HIV advocates have condemned the Trump administration’s proposals to slash funding at a critical moment in the fight against the epidemic, when it could either be brought under control or allowed to persist and spread among populations that have proven more difficult to reach with prevention and treatment.
In 2017, the ONE Campaign argued that if Trump’s budget proposal was put into effect, it “would force PEPFAR to implement a strategy that could result in nearly 300,000 deaths and more than 1.75 million new infections each year.”
Birx made her remarks ahead of World AIDS Day on Dec. 1, and as PEPFAR delivers its annual progress report to Congress. In addition to providing antiretroviral treatment for 15.7 million people, Birx announced that PEPFAR has now supported 23 million voluntary male circumcisions, which can lead to a 65% lower incidence of HIV, she said.

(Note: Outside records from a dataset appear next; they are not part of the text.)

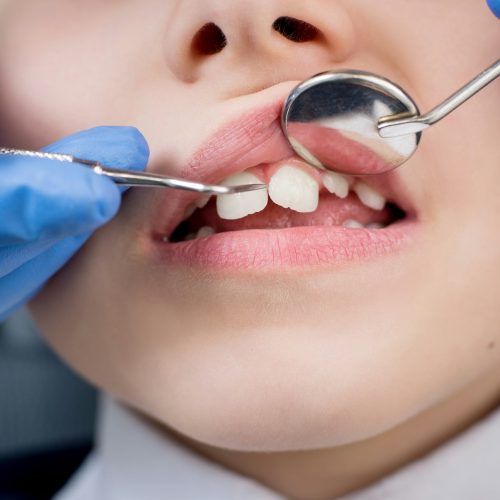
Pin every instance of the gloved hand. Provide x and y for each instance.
(48, 209)
(494, 6)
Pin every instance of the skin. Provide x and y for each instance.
(342, 383)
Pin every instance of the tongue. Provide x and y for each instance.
(332, 211)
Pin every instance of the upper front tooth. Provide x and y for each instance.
(336, 184)
(291, 187)
(239, 205)
(202, 201)
(369, 197)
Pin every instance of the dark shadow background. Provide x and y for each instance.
(47, 415)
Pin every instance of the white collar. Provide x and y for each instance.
(135, 461)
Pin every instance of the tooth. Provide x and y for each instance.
(205, 231)
(352, 224)
(189, 211)
(239, 205)
(369, 197)
(336, 184)
(291, 187)
(202, 201)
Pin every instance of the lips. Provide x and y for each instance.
(256, 140)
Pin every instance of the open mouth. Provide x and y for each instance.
(297, 196)
(306, 217)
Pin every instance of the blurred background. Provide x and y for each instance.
(47, 414)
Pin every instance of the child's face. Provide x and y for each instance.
(266, 348)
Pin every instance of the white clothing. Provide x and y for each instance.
(135, 461)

Birx also announced new results from PEPFAR’s DREAMS initiative — which stands for “Determined, Resilient, Empowered, AIDS-free, Mentored, and Safe,” and aims to provide an integrated, community-based approach to preventing HIV in adolescent girls and young women.
For the first time since the initiative started three years ago, all 86 districts in 10 countries where DREAMS operates registered a “uniform decline” in HIV diagnosis among adolescent girls and young women, and a majority of districts have shown a greater than 25% decline in just three years, Birx said.
“From the very beginning, PEPFAR was a bipartisan program, and now through three presidents and nine congresses, we’ve had continuous and unrelenting support,” she said.